NZAI has had a successful start to the current financial year in the lead up to the latest Covid-19 lockdown, and sales through 2 Cheap Cars have been solid. Revenues are up 37 per cent to $24.7 million to July 21, driven by vehicle sales which are up 28 per cent on the same period last year, through recapturing lost vehicles sales from Covid-19, and through stronger finance penetration.
NZ Motor Finance continues to grow the loan book, up 18 per cent to $4.5m since March 2021 and now has 576 loans. Revenues and income across the group are up 38 per cent to $25.2m to July 2021. The 2 Cheap Cars business continues to work to manage supply chain challenges caused by inflationary headwinds across labour, shipping and compliance in the current environment.
All 2 Cheap Cars dealerships and the current car-processing hub have been closed since the country moved into a level-four lockdown, and we will only be able to trade on a limited basis at alert level three.
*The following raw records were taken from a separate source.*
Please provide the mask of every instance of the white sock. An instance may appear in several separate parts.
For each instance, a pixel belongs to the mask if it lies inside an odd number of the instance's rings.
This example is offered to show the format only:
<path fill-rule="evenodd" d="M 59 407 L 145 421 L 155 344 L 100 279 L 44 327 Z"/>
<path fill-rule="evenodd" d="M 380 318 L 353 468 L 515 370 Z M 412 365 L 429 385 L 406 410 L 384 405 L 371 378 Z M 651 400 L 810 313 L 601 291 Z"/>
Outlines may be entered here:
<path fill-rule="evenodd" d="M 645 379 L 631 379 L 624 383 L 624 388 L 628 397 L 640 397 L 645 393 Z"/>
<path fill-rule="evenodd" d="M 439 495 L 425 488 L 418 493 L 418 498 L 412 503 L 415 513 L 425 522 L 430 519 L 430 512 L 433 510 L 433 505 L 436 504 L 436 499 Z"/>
Any prolonged extension of alert level four or three restrictions could have a material impact on financial performance over the rest of the financial year, depending on the duration and geographic scale of the restrictions.
The used car sector has proven very resilient in the past, and the purchase of a used car is less discretionary than a new car. We service a mid-range buyer, not the lowest price and not the highest price ranges of used cars, as such demand is less impacted by shocks.
Our priority in the current lockdown is to support staff, customers and suppliers, while in the mid to long-term it will focus on cost management, responding to inflationary headwinds across labour, shipping and compliance.
These along with executing on the move to the new hub, embedding lean processes and delivering efficiencies, while also working to deliver uplift in worker engagement and retention will be critical for us.
NZAI is well placed to respond to increasing demand for electric, hybrid and low-emissions vehicles under the government’s clean car discount program.
21 per cent of sales at 2 Cheap Cars in the last quarter of the 2021 financial year were electric or hybrid electric vehicles.
Based on the clean car discount rules, which kick in from January 2022, 68 per cent of all vehicles sold by 2 Cheap Cars last year would have been eligible for a rebate or be zero rated.
We have recently adjusted our purchasing schedule towards cleaner cars, and we anticipate that the percentage of cars eligible for the rebate or no penalty will grow to between 75 to 80 per cent over the coming year.
Overall, we see the move towards cleaner cars as a significant opportunity for the NZAI Group.